ANZ Group Holdings Ltd (ASX: ANZ) shares are recovering on Tuesday.
In afternoon trade, the banking giant's shares are up 0.5% to $24.82.
However, despite this gain, the ANZ share price remains down by over 2.5% this week.
Is this a buying opportunity for investors? Let's have a look at what one leading broker is saying following the bank's FY 2023 results.
Are ANZ shares a buy?
According to a note out of Goldman Sachs, it believes investors should be taking advantage of the pullback to buy the bank's shares.
In response to its full-year results, the broker has retained its conviction buy rating with a trimmed price target of $26.66. This implies a potential upside of 7.5% for investors from current levels.

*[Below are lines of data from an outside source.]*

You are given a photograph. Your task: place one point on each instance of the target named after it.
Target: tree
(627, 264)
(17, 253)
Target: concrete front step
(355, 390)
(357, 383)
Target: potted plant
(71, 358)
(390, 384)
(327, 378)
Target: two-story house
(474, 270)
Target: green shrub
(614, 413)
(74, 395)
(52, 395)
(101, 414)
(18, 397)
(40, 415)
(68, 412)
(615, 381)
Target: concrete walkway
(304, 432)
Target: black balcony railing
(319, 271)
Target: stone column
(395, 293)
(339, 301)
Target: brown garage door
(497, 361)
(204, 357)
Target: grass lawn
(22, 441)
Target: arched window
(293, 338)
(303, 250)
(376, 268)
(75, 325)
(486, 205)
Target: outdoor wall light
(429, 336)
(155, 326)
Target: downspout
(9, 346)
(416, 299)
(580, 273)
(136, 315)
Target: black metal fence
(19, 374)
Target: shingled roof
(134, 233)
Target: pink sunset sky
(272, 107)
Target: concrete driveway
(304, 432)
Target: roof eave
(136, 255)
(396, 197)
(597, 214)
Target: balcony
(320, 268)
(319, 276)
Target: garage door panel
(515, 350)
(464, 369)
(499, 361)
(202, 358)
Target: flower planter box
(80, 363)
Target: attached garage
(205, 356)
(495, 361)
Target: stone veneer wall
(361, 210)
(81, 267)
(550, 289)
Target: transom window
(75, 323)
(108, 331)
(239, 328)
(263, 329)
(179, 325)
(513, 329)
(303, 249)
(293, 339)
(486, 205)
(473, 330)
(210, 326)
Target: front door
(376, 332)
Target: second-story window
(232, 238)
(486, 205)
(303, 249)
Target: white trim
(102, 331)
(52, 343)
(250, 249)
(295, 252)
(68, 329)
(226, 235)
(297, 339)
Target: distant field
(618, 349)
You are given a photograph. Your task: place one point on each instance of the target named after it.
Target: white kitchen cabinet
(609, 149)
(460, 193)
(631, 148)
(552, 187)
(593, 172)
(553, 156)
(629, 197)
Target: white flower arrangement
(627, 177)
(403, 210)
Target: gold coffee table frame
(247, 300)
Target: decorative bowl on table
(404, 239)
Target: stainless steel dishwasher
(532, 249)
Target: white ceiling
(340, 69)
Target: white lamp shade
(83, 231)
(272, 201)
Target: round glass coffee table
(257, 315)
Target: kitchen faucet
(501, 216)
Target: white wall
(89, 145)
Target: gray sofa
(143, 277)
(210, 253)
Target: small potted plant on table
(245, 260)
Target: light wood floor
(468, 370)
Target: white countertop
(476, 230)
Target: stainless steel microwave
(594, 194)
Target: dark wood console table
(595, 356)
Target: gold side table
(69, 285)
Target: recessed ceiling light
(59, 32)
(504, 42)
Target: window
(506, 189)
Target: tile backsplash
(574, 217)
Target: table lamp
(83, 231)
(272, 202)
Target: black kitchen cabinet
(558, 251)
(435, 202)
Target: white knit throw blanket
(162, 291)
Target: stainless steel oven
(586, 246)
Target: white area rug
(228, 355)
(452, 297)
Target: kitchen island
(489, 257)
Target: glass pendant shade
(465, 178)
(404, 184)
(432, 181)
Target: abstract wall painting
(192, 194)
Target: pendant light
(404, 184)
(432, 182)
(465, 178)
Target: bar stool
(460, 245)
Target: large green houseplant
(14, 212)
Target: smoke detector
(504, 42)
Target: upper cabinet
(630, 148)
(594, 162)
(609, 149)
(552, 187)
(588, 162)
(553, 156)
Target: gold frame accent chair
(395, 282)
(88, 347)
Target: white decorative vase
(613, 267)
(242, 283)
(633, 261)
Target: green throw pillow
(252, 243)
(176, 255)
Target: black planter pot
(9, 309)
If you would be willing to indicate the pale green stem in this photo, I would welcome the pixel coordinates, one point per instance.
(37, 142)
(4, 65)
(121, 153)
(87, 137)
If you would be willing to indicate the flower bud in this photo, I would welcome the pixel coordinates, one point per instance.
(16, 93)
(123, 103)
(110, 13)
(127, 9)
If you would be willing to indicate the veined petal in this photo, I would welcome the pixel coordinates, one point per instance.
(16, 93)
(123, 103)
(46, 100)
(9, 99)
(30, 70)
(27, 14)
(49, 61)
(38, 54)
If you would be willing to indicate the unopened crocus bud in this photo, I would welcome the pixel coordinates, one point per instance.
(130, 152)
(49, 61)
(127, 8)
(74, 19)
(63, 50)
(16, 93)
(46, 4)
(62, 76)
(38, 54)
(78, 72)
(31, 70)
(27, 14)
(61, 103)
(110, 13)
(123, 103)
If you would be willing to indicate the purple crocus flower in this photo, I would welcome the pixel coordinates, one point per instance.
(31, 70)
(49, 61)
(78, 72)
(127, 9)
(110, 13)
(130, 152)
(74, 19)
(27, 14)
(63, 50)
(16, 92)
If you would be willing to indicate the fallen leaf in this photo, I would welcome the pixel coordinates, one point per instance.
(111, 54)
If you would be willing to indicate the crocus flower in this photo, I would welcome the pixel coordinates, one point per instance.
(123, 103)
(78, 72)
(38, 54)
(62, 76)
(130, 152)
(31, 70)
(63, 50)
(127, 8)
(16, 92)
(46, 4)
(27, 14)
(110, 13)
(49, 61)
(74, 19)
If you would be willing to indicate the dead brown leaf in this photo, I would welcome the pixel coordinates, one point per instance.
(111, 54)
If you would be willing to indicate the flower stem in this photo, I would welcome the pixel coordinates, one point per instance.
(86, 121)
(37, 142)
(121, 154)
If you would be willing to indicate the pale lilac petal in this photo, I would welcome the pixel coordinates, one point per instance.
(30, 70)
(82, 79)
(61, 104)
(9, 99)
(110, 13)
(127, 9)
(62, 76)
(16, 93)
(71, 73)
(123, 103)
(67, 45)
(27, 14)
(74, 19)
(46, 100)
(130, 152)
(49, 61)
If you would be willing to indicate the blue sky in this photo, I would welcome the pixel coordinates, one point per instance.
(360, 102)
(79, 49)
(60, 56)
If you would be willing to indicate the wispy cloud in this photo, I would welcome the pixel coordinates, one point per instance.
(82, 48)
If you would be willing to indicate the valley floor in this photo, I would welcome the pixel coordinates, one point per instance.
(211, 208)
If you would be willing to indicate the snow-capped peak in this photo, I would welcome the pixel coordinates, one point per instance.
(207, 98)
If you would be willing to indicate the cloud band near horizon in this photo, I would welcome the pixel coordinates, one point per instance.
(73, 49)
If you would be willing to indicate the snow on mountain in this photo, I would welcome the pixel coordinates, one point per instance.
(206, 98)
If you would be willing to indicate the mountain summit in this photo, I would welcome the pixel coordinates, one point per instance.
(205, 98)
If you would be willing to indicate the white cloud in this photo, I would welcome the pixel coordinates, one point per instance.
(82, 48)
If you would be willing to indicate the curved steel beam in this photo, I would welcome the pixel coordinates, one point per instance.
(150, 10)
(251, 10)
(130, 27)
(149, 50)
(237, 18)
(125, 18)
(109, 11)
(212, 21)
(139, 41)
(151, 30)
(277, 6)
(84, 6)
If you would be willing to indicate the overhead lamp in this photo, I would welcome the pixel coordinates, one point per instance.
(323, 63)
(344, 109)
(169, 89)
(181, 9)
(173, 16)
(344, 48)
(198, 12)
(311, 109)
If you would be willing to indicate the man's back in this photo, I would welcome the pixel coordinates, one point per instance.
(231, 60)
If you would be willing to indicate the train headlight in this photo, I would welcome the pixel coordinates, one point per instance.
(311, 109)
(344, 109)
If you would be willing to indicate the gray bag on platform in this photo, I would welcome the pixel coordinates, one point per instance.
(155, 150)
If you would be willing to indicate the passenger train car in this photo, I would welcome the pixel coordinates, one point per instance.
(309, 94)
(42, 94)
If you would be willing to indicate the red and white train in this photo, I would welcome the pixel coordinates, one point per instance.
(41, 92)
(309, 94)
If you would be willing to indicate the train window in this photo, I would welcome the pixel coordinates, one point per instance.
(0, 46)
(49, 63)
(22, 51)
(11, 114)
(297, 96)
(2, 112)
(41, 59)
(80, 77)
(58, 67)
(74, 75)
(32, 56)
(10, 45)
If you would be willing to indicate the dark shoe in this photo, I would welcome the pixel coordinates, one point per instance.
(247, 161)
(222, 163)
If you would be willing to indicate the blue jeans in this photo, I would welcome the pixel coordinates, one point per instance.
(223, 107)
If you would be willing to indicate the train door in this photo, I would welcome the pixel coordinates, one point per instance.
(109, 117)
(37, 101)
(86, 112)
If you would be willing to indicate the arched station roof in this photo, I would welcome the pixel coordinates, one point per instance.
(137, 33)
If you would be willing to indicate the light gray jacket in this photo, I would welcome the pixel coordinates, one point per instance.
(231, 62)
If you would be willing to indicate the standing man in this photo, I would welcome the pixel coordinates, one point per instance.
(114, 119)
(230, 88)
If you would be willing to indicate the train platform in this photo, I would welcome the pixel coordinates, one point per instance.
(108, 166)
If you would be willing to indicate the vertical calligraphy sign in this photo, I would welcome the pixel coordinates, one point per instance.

In addition, Goldman continues to forecast $1.62 per share dividends in FY 2024, FY 2025 and FY 2026. This will mean a dividend yield of 6.5% over the next 12 months.
What did the broker say?
Although Goldman concedes that ANZ's results were a touch on the weak side, it remains positive due to its institutional banking business. It said:
We revise our FY24/25/26E EPS by -6.7%/-7.1%/-6.8%, driven by: i) lower NIMs driven by the lower 2H23 starting point, partially offset by ii) higher other operating income, and iii) lower BDDs. As a result our 12-month TP moves to A$26.66 (from A$27.38).
We reiterate our Buy (on CL) on ANZ, given: i) the FY23 result provided further evidence of ANZ's improving profitability of its Institutional business and in particular we note its Transaction Banking profits have reached an all-time high, while also with improved ROE, ii) we see further upside risk to ANZ Group returns from mix shifts in its Institutional division, iii) our assessment of the profitability of this division (here) concludes that these return improvements are largely sustainable, and iv) the stock is trading at a 29% discount to peers on 12-mo fwd PPOP, vs. 14% 15-yr average.